Well yes, in that case, you're (@shotsky) doing MUCH more than editing an ebook. Let's face it: combining everything into a single html file (when it wasn't in a single html file to begin with) is going to be a fairly involved process no matter how you go about it. IDs that used to be unique, might not be unique any more; all links will need to be adjusted--IDs may need to be created to accommodate url fragments in those adjusted links; styles/css will need to be combined and/or edited. There's a lot to do for an automated tool to keep stuff valid (even if you don't need it all to be technically valid).
Quote:
The problem with using Calibre to make an htmlz file, which DOES put all the files into a single html file, is that it renames classes and elements in an unexpected manner, which causes the original meaning of the text that followes to be lost.
|
That's just it, though. It's not in an "unexpected manner" if you think about it. All those things I mentioned above are WHY those changes have to happen--so that it will "work" for every case thrown at it. Also keep in mind that you're still talking about a "conversion" not an edit.

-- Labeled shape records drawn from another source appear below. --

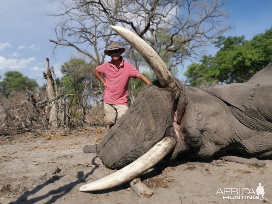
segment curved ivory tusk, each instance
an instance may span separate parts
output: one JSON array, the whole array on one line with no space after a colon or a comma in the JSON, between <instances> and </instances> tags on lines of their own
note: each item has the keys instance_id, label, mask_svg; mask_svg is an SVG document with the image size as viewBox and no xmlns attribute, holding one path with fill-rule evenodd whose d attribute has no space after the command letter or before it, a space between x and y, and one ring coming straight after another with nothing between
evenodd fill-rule
<instances>
[{"instance_id":1,"label":"curved ivory tusk","mask_svg":"<svg viewBox=\"0 0 272 204\"><path fill-rule=\"evenodd\" d=\"M167 88L176 86L174 78L165 63L150 45L130 30L119 26L111 27L143 56L153 69L162 86Z\"/></svg>"},{"instance_id":2,"label":"curved ivory tusk","mask_svg":"<svg viewBox=\"0 0 272 204\"><path fill-rule=\"evenodd\" d=\"M112 188L129 181L163 159L176 144L174 138L165 137L139 158L120 170L97 181L83 186L81 191L95 191Z\"/></svg>"}]
</instances>

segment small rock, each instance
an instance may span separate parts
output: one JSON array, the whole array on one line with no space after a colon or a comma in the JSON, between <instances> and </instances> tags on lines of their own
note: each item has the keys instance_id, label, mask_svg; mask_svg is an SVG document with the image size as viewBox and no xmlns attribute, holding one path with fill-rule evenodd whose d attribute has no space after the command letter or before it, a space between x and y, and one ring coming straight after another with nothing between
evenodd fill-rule
<instances>
[{"instance_id":1,"label":"small rock","mask_svg":"<svg viewBox=\"0 0 272 204\"><path fill-rule=\"evenodd\" d=\"M46 138L45 138L45 140L50 140L51 139L51 136L47 136L46 137Z\"/></svg>"},{"instance_id":2,"label":"small rock","mask_svg":"<svg viewBox=\"0 0 272 204\"><path fill-rule=\"evenodd\" d=\"M55 174L61 171L61 169L58 166L53 166L51 167L49 169L49 171L52 174Z\"/></svg>"}]
</instances>

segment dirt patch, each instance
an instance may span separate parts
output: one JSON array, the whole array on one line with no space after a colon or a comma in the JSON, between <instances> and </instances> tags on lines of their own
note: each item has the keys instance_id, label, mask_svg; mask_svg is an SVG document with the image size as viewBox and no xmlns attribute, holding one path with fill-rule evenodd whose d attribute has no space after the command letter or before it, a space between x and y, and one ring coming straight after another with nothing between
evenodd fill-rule
<instances>
[{"instance_id":1,"label":"dirt patch","mask_svg":"<svg viewBox=\"0 0 272 204\"><path fill-rule=\"evenodd\" d=\"M84 145L101 142L103 127L45 131L15 135L0 143L0 203L259 203L262 200L229 200L216 194L221 188L252 188L264 185L272 200L272 161L257 167L220 160L163 161L141 175L152 189L140 198L128 183L98 192L80 192L83 185L114 172ZM46 140L48 136L50 140ZM61 170L52 174L56 167ZM55 172L54 172L55 173Z\"/></svg>"}]
</instances>

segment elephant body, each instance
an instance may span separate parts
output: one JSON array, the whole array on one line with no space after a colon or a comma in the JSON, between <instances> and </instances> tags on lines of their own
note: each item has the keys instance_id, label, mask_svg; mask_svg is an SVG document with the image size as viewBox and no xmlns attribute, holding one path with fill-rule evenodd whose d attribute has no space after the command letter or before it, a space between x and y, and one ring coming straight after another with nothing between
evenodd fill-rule
<instances>
[{"instance_id":1,"label":"elephant body","mask_svg":"<svg viewBox=\"0 0 272 204\"><path fill-rule=\"evenodd\" d=\"M271 80L270 66L246 83L204 90L177 79L174 89L154 82L110 130L98 155L106 166L120 169L170 136L177 140L171 159L185 152L200 159L227 152L271 158Z\"/></svg>"},{"instance_id":2,"label":"elephant body","mask_svg":"<svg viewBox=\"0 0 272 204\"><path fill-rule=\"evenodd\" d=\"M272 158L272 66L246 83L205 90L185 86L142 39L123 28L112 27L144 57L158 80L141 90L100 145L94 146L106 166L129 166L81 190L105 189L130 180L148 169L144 167L158 162L158 157L152 155L167 155L170 160L179 154L201 159L237 153Z\"/></svg>"}]
</instances>

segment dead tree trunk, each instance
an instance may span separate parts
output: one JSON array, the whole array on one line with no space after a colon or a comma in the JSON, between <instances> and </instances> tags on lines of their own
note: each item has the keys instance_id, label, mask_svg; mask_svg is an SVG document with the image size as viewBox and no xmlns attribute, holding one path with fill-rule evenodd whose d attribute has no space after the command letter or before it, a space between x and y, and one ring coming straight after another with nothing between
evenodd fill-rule
<instances>
[{"instance_id":1,"label":"dead tree trunk","mask_svg":"<svg viewBox=\"0 0 272 204\"><path fill-rule=\"evenodd\" d=\"M56 98L56 93L55 92L55 86L53 77L49 67L49 59L45 59L45 66L46 68L46 72L44 72L44 77L46 79L47 85L46 90L49 101L53 100ZM58 108L57 101L53 101L50 104L50 107L49 116L49 121L48 126L50 127L55 128L58 126Z\"/></svg>"}]
</instances>

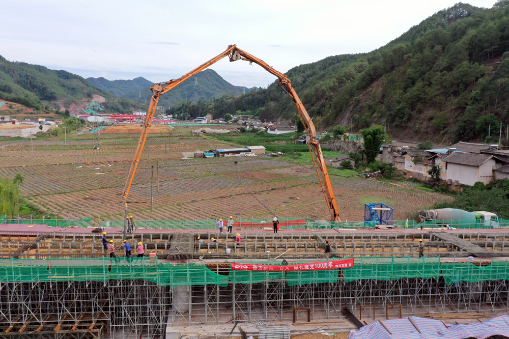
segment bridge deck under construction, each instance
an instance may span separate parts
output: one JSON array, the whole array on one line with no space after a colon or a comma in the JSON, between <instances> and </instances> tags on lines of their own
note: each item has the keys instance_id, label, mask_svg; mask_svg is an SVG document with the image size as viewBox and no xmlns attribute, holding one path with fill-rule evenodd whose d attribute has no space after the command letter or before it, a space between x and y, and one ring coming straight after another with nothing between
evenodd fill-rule
<instances>
[{"instance_id":1,"label":"bridge deck under construction","mask_svg":"<svg viewBox=\"0 0 509 339\"><path fill-rule=\"evenodd\" d=\"M178 328L233 319L259 327L291 323L297 308L309 309L315 321L344 319L345 307L362 317L373 317L374 310L377 317L389 318L509 311L509 276L503 273L509 272L504 266L509 259L509 230L241 235L237 244L235 234L212 230L129 234L131 244L142 241L146 253L157 258L139 263L122 258L121 233L107 236L121 258L102 261L100 234L0 232L0 255L5 259L0 269L10 268L8 276L0 278L0 338L69 337L69 333L76 338L134 334L163 338L167 324ZM203 242L198 242L199 236ZM418 259L420 239L429 258L423 261ZM330 253L324 252L326 241ZM473 263L469 257L474 257ZM230 269L234 261L281 265L333 257L356 258L356 270L292 277L236 276ZM151 271L155 266L158 270ZM15 269L24 273L15 274ZM93 273L90 269L100 273L84 276ZM19 277L23 274L27 276ZM306 312L297 312L298 321L306 321Z\"/></svg>"}]
</instances>

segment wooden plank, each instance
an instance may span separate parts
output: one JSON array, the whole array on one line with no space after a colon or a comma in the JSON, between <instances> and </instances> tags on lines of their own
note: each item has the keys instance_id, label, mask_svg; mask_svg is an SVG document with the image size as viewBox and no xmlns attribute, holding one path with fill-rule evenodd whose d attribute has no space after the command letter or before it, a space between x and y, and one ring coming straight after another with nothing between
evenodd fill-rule
<instances>
[{"instance_id":1,"label":"wooden plank","mask_svg":"<svg viewBox=\"0 0 509 339\"><path fill-rule=\"evenodd\" d=\"M35 331L36 332L36 333L39 333L39 332L40 332L41 330L42 330L42 328L43 328L43 327L44 327L44 325L46 325L46 323L47 323L49 321L49 320L50 319L51 319L52 317L53 317L53 314L52 313L48 315L48 316L45 318L44 318L44 320L42 321L43 322L42 322L42 324L41 324L41 326L40 326L37 328L37 329L36 330L36 331Z\"/></svg>"}]
</instances>

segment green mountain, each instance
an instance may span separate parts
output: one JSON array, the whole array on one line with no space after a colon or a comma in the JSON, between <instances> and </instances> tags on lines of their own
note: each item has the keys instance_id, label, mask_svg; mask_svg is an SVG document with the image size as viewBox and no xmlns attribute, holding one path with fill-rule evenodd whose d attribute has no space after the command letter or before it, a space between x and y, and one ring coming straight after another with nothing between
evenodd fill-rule
<instances>
[{"instance_id":1,"label":"green mountain","mask_svg":"<svg viewBox=\"0 0 509 339\"><path fill-rule=\"evenodd\" d=\"M393 137L438 143L485 139L494 126L509 124L509 0L491 9L458 3L376 50L329 56L286 75L317 125L385 124ZM200 114L296 116L277 81L217 104Z\"/></svg>"},{"instance_id":2,"label":"green mountain","mask_svg":"<svg viewBox=\"0 0 509 339\"><path fill-rule=\"evenodd\" d=\"M119 97L125 97L126 95L145 87L150 87L154 84L143 77L132 80L107 80L100 78L87 78L87 80L99 88L113 93Z\"/></svg>"},{"instance_id":3,"label":"green mountain","mask_svg":"<svg viewBox=\"0 0 509 339\"><path fill-rule=\"evenodd\" d=\"M110 81L104 78L89 78L87 80L103 90L138 102L142 105L148 105L152 95L150 87L154 84L142 77L132 80ZM139 87L136 88L137 86ZM131 89L129 90L129 88ZM234 86L213 70L206 69L162 96L158 105L170 107L182 101L195 103L199 100L207 100L223 96L240 95L244 90L248 93L250 90Z\"/></svg>"},{"instance_id":4,"label":"green mountain","mask_svg":"<svg viewBox=\"0 0 509 339\"><path fill-rule=\"evenodd\" d=\"M128 112L137 104L117 97L83 78L63 70L10 62L0 56L0 99L24 105L36 111L68 108L90 102L94 94L106 98L105 111Z\"/></svg>"}]
</instances>

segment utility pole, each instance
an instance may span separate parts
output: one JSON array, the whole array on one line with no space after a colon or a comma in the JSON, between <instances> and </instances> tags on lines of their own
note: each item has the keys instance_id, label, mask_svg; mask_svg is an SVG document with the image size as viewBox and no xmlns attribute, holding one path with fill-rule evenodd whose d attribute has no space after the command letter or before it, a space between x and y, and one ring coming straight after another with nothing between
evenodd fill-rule
<instances>
[{"instance_id":1,"label":"utility pole","mask_svg":"<svg viewBox=\"0 0 509 339\"><path fill-rule=\"evenodd\" d=\"M150 175L150 212L153 210L154 204L154 165L152 165L152 173Z\"/></svg>"},{"instance_id":2,"label":"utility pole","mask_svg":"<svg viewBox=\"0 0 509 339\"><path fill-rule=\"evenodd\" d=\"M500 146L500 141L502 140L502 122L500 122L500 133L498 135L498 146Z\"/></svg>"}]
</instances>

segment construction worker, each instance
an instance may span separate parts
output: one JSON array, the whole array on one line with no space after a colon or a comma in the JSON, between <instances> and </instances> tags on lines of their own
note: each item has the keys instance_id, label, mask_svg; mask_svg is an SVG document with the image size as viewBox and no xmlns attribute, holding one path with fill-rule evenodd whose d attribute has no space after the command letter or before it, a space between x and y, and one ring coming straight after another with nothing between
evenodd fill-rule
<instances>
[{"instance_id":1,"label":"construction worker","mask_svg":"<svg viewBox=\"0 0 509 339\"><path fill-rule=\"evenodd\" d=\"M109 245L108 246L108 254L109 258L117 258L115 255L115 245L113 244L113 240L109 241Z\"/></svg>"},{"instance_id":2,"label":"construction worker","mask_svg":"<svg viewBox=\"0 0 509 339\"><path fill-rule=\"evenodd\" d=\"M131 244L127 240L124 240L124 248L126 251L126 258L131 258Z\"/></svg>"},{"instance_id":3,"label":"construction worker","mask_svg":"<svg viewBox=\"0 0 509 339\"><path fill-rule=\"evenodd\" d=\"M219 232L222 233L222 228L224 226L224 223L223 223L222 219L219 218L219 221L216 222L219 227Z\"/></svg>"},{"instance_id":4,"label":"construction worker","mask_svg":"<svg viewBox=\"0 0 509 339\"><path fill-rule=\"evenodd\" d=\"M127 220L127 233L132 232L132 224L131 223L131 218L128 216L126 218Z\"/></svg>"},{"instance_id":5,"label":"construction worker","mask_svg":"<svg viewBox=\"0 0 509 339\"><path fill-rule=\"evenodd\" d=\"M108 240L106 239L106 232L102 233L102 247L104 247L104 253L107 253Z\"/></svg>"},{"instance_id":6,"label":"construction worker","mask_svg":"<svg viewBox=\"0 0 509 339\"><path fill-rule=\"evenodd\" d=\"M424 256L424 244L422 243L422 239L419 239L419 258L422 258Z\"/></svg>"},{"instance_id":7,"label":"construction worker","mask_svg":"<svg viewBox=\"0 0 509 339\"><path fill-rule=\"evenodd\" d=\"M272 219L272 223L274 225L274 233L277 233L277 224L279 223L279 222L278 221L277 221L277 217L274 217L274 219Z\"/></svg>"},{"instance_id":8,"label":"construction worker","mask_svg":"<svg viewBox=\"0 0 509 339\"><path fill-rule=\"evenodd\" d=\"M143 243L140 241L138 243L138 258L143 258L143 255L145 253L143 248Z\"/></svg>"},{"instance_id":9,"label":"construction worker","mask_svg":"<svg viewBox=\"0 0 509 339\"><path fill-rule=\"evenodd\" d=\"M134 219L132 215L129 216L129 219L131 221L131 232L134 232Z\"/></svg>"},{"instance_id":10,"label":"construction worker","mask_svg":"<svg viewBox=\"0 0 509 339\"><path fill-rule=\"evenodd\" d=\"M325 250L324 251L324 253L330 253L330 245L329 244L328 241L325 242Z\"/></svg>"}]
</instances>

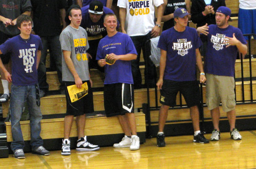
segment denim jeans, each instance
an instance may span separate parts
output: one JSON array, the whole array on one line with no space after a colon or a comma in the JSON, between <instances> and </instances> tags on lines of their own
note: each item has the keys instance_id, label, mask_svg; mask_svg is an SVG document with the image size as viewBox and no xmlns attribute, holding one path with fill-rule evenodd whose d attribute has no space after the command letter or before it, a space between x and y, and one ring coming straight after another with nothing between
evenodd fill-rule
<instances>
[{"instance_id":1,"label":"denim jeans","mask_svg":"<svg viewBox=\"0 0 256 169\"><path fill-rule=\"evenodd\" d=\"M150 33L144 36L131 36L131 39L133 42L133 44L134 45L138 53L137 59L131 61L132 72L133 78L134 88L141 88L141 74L139 70L139 60L140 59L141 49L142 49L142 53L143 54L144 60L145 61L147 59L147 60L148 61L148 64L145 65L145 84L148 83L151 85L154 85L155 84L154 84L154 76L153 75L148 76L148 75L146 74L146 69L148 69L149 73L151 72L154 72L154 70L155 70L154 63L151 60L149 59L149 56L146 56L146 50L150 50L150 46L146 47L145 46L146 42L150 38Z\"/></svg>"},{"instance_id":2,"label":"denim jeans","mask_svg":"<svg viewBox=\"0 0 256 169\"><path fill-rule=\"evenodd\" d=\"M41 37L43 49L42 51L40 62L37 69L37 75L39 88L44 91L47 91L49 89L49 85L46 82L46 68L45 67L48 49L49 49L50 51L51 58L54 59L56 64L58 78L60 83L59 87L61 90L65 88L64 84L62 82L61 68L62 55L59 38L59 36Z\"/></svg>"},{"instance_id":3,"label":"denim jeans","mask_svg":"<svg viewBox=\"0 0 256 169\"><path fill-rule=\"evenodd\" d=\"M11 86L10 108L13 141L11 148L13 152L17 149L23 149L25 146L20 120L26 100L30 117L30 145L32 149L43 145L43 139L40 136L42 116L40 107L37 105L36 90L35 85Z\"/></svg>"}]
</instances>

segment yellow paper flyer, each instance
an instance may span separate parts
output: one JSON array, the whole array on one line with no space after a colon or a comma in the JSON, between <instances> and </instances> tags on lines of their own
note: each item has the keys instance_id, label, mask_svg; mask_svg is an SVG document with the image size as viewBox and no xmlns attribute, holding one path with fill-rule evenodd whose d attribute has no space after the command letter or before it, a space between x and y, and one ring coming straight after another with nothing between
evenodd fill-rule
<instances>
[{"instance_id":1,"label":"yellow paper flyer","mask_svg":"<svg viewBox=\"0 0 256 169\"><path fill-rule=\"evenodd\" d=\"M71 102L80 99L88 94L88 85L86 82L81 85L81 88L77 88L76 85L69 86L67 88Z\"/></svg>"}]
</instances>

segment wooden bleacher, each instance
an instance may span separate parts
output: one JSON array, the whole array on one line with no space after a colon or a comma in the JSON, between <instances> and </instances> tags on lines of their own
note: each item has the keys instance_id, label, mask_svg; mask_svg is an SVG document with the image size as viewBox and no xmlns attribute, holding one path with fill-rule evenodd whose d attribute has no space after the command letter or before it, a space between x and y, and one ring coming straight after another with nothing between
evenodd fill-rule
<instances>
[{"instance_id":1,"label":"wooden bleacher","mask_svg":"<svg viewBox=\"0 0 256 169\"><path fill-rule=\"evenodd\" d=\"M142 113L135 113L137 132L146 131L145 115ZM41 122L42 131L40 136L43 139L63 138L64 118L43 119ZM75 118L74 118L70 132L70 137L77 137ZM30 140L29 121L21 121L21 126L24 141ZM5 122L7 142L12 141L10 122ZM86 118L85 132L87 136L115 134L123 133L116 117L106 117ZM142 143L144 140L141 140Z\"/></svg>"},{"instance_id":2,"label":"wooden bleacher","mask_svg":"<svg viewBox=\"0 0 256 169\"><path fill-rule=\"evenodd\" d=\"M232 22L229 22L229 24L235 27L237 27L238 17L237 14L238 13L239 3L237 0L226 0L227 6L231 10L233 20ZM196 27L192 23L190 23L190 26L192 27ZM251 45L252 54L256 55L256 41L252 41ZM49 56L48 55L47 57L46 67L49 67ZM141 61L144 61L143 57L141 56ZM252 76L256 77L256 59L252 59ZM248 60L244 60L244 77L249 77L249 66ZM140 67L142 75L144 75L144 66ZM235 64L235 77L236 78L241 78L241 74L240 72L240 61L237 60ZM198 73L197 73L198 74ZM93 82L94 87L103 87L103 82L104 78L104 73L100 71L92 69L91 71L91 74ZM144 83L144 76L143 77L143 84ZM47 82L49 85L49 91L58 90L59 89L59 83L58 79L56 72L48 72L47 73ZM0 83L1 82L0 81ZM236 100L240 102L242 100L242 86L241 82L236 82ZM253 93L254 99L256 99L256 81L252 82ZM11 85L9 86L9 88ZM250 99L250 82L245 82L244 91L245 93L245 100ZM203 87L203 102L205 102L205 87ZM158 90L158 96L159 97L159 91ZM0 93L3 93L3 88L1 84L0 84ZM103 92L96 92L93 93L94 109L96 111L104 111L104 103ZM156 106L155 102L155 90L151 88L149 89L149 100L150 101L150 106ZM182 104L185 104L186 102L183 96L181 96L181 102ZM158 106L160 105L159 103L159 98L157 98ZM134 91L134 105L135 108L142 108L142 104L146 103L147 90L146 89L135 90ZM177 95L176 98L176 103L178 105L180 103L179 94ZM256 108L255 104L239 105L237 105L236 111L237 116L254 115L255 114L254 110ZM3 116L5 118L9 108L9 102L2 104ZM41 98L41 109L42 114L43 115L52 115L58 114L64 114L66 112L66 100L65 96L62 95L50 95ZM210 113L207 108L204 108L204 116L206 119L210 118ZM150 112L150 118L151 122L155 123L153 125L156 125L158 121L158 110L152 111ZM137 126L137 131L139 133L145 133L146 132L145 120L145 115L141 113L135 113L136 118L136 124ZM224 113L221 109L221 117L225 118L226 117L225 113ZM226 118L225 118L226 119ZM170 110L168 112L168 117L167 120L176 121L174 122L167 123L177 124L179 123L191 123L190 117L189 115L189 109L188 108L176 109L175 110ZM74 119L74 121L75 120ZM184 122L185 121L185 122ZM106 117L99 117L97 118L86 118L86 125L85 128L85 132L88 136L102 135L105 134L115 134L123 133L121 126L116 117L107 118ZM30 129L29 127L29 121L25 121L21 122L21 129L23 134L24 140L29 140L30 139ZM6 127L7 139L8 142L12 141L11 133L11 123L5 123ZM64 130L64 118L52 118L44 119L41 121L42 132L41 137L44 139L55 139L62 138ZM77 137L75 123L73 123L71 137ZM144 140L142 140L142 142Z\"/></svg>"}]
</instances>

I'm afraid that in your case, manually merging files is probably always going to be the "best" approach (even if it is the most tedious). As soon as you look to automate portions of your process, you're going to have to sacrifice control of the output. That part never changes.
If your ultimate goal is to extract all the text, I would seriously suggest finding a way to do so that doesn't involve combining all html files into one file as the very first step.